Split data for training

Create deterministic train, test, and validation splits for ML workflows

This tutorial teaches you how to split data for model training and evaluation. You’ll learn how to create train, test, validation, and holdout splits using Xorq’s deterministic splitting functions.

After completing this tutorial, you’ll know how to partition data properly for ML workflows.

Prerequisites

You need:

Why split your data?

Training and evaluating on the same data prevents you from detecting overfitting. Splitting into separate partitions gives you an honest measure of model performance on unseen data.

How to follow along

This tutorial builds code incrementally. Each section provides a code block that you run sequentially.

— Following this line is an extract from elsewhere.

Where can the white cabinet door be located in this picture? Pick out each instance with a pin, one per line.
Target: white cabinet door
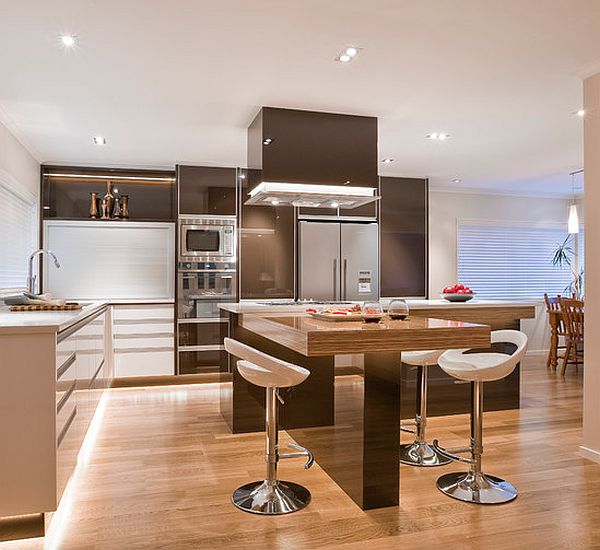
(144, 341)
(111, 260)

Recommended approach: Open a terminal, run python to start an interactive Python shell, then copy and paste each code block in order.

Alternative approaches:

  • Jupyter notebook: Create a new notebook and run each code block in a separate cell

  • Python script: Combine all code blocks into a single .py file and run it

The code blocks build on each other. Variables like table, train, and test are created in earlier blocks and used in later ones.

Create sample data

Now you’ll create some sample data to work with:

# split_data.py
import xorq.api as xo
from xorq.api import memtable


N = 100000
table = memtable(
    [(i, f"value_{i}") for i in range(N)], 
    columns=["key1", "val"]
)


print(f"Created table with {N} rows")
print(f"Columns: {table.columns}")
print("\nFirst 5 rows:")
print(table.head(5).execute())
1
Create a table with 100,000 rows. Each row has a unique key and a value.
2
Preview what you created.

Expected output:

Created table with 100000 rows
Columns: ['key1', 'val']

First 5 rows:
   key1      val
0     0  value_0
1     1  value_1
2     2  value_2
3     3  value_3
4     4  value_4

This synthetic data shows you how splitting works without loading a real dataset. Once you have your data, you can move on to splitting it.

Simple train/test split

Now you’ll split your data into training and test sets.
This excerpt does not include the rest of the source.